Without healthcare reform, one of the biggest healthcare policy questions before Congress would be establishing the policy for generic biotech drugs. Unlike small molecule (chemically produced) drugs, it is much harder to establish the biological equivalence of large molecule biologics (which tend to be protein-based created using recombinant DNA) without conducting new clinical trials.
Of course, generic biotech drug makers do not want to be required to conduct expensive and time-consuming clinical trials. They would rather sell knock-off drugs after patents expire, just as small molecule generic makers did after Hatch-Waxman came into effect.
The government has two hats here. As the safety regulator, it must reduce the chances of unsafe drugs being sold. As the nation’s largest drug purchaser (and antitrust regulator) it wants lots of competition for drugs to push down prices, as Hatch-Watchman has done for small-molecule drugs.

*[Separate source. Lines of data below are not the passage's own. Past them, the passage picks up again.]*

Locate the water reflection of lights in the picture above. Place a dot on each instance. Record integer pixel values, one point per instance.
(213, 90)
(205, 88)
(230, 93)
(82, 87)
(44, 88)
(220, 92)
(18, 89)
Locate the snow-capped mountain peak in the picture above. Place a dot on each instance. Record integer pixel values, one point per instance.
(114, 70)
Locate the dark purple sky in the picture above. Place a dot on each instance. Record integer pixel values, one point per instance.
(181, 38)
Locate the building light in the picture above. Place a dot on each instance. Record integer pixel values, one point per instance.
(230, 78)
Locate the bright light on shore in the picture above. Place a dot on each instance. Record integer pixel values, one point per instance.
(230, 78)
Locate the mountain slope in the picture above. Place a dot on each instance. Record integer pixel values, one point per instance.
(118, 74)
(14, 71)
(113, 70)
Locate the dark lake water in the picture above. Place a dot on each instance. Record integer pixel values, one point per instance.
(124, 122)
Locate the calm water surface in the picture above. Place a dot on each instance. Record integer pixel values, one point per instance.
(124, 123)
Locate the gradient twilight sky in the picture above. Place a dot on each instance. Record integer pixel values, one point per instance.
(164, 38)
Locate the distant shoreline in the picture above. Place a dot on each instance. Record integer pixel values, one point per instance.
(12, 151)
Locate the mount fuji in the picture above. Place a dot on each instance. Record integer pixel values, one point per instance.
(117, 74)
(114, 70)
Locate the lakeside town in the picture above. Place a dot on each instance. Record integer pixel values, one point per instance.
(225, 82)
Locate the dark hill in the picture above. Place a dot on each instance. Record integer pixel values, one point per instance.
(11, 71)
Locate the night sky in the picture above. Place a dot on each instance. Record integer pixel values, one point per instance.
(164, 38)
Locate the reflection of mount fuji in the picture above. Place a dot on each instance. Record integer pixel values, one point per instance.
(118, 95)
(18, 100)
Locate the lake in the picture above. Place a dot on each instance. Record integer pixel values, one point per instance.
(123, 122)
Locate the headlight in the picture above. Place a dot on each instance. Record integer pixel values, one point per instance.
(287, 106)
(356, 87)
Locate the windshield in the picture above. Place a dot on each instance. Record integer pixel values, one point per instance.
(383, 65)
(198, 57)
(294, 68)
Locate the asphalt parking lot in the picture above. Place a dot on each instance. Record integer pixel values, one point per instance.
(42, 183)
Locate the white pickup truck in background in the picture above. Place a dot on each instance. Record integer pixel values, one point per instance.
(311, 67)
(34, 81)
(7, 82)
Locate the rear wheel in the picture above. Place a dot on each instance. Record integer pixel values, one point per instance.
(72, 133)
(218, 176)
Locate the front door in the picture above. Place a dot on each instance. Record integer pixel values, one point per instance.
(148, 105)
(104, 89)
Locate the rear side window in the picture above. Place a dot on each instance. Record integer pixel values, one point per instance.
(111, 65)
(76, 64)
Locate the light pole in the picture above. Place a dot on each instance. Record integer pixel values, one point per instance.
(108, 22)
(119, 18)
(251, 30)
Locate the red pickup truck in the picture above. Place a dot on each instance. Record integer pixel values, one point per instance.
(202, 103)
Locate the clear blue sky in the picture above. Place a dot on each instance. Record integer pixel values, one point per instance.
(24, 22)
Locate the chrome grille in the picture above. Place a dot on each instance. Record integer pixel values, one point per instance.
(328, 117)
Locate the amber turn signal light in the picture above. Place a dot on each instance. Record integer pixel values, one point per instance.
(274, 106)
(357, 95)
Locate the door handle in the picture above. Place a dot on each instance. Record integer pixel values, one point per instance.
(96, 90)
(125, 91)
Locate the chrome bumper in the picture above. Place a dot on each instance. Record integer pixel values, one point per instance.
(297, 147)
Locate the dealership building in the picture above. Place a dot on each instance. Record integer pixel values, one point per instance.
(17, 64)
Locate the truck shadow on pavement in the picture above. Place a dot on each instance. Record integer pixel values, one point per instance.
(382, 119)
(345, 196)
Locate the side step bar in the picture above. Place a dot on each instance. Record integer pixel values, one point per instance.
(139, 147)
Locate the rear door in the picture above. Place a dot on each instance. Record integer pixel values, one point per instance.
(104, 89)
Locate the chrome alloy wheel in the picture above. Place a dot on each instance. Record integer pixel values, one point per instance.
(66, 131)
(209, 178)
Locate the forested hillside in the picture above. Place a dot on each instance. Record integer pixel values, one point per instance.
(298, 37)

Alas, there is also the little inconvenient problem that if the biotech companies never get monopoly rents, then they won’t get VC investment and won’t develop drugs and probably won’t even come into existence. Large risky investments in innovation (new compound investments are among the riskiest) don’t get made without financial incentives and a supply of capital. (There are academic criticisms of using patents to incentivize innovation, but patents are a much cleaner incentive for pharma innovation than for say software or electronics).
Blogger Gene Quinn of IP Watchdog notes an interesting policy discussion last week on CNBC with two former government officials and the head of BIO (Biotech Industry Organization), the industry trade association. He summarizes the issues succinctly:
[T]he segment is well worth watching and will no doubt dispel the myths and lack of understanding by open-minded individuals who question why the biotechnology industry wanted 12 to 14 years of exclusivity for biologics, when the FTC said zero years of exclusivity would be sufficient, President Obama wanted no more than 7 years of exclusivity and Congress opted for 12 years of protection. Co-anchor Joe Kernan started off the questioning by saying: “How did you get 12 years? Why exclude biotechnology from the cost pressures that everyone else is going to have to live under?”Surrounded by Republicans, apparently the CNBC host interjected himself to speak for the administration’s position:
Specifically, Kernan said: “it just seems like you are a poster child for the exorbitant costs of treatment and maybe some of the costs we shouldn’t be undertaking and we have to judge where to spend the money.” And people wonder why throughout the health care debate the public has been fighting so hard, despite the erroneous and scandalous labels hurled at ordinary citizens who simply want answers and know the government is lying about so much.Or, as Harvard economist Marvin Feldstein put it Wednesday: “The Obama strategy is to reduce health costs by rationing the services that we and future generations of patients will receive.”
Here, Kernan defines the problem as should we be undertaking the cost of exorbitant treatments? Despite what President Obama and his team say, and despite what Democrats in Congress say, the truth is that the overwhelming majority of health care costs come at the end of life, and the only way to lower costs is to ration care at the end of life, as was suggested by Kernan.
Patent term is the key policy lever for increasing or decreasing the incentives for new drug discovery: it can make or break companies in this industry (while at the same time, excessive term delays competition that makes readily available).
I hope that the patent issue can be debated outside the context of healthcare reform, because it’s too important an issue to get buried among 1,011 unread pages of the healthcare reform bill.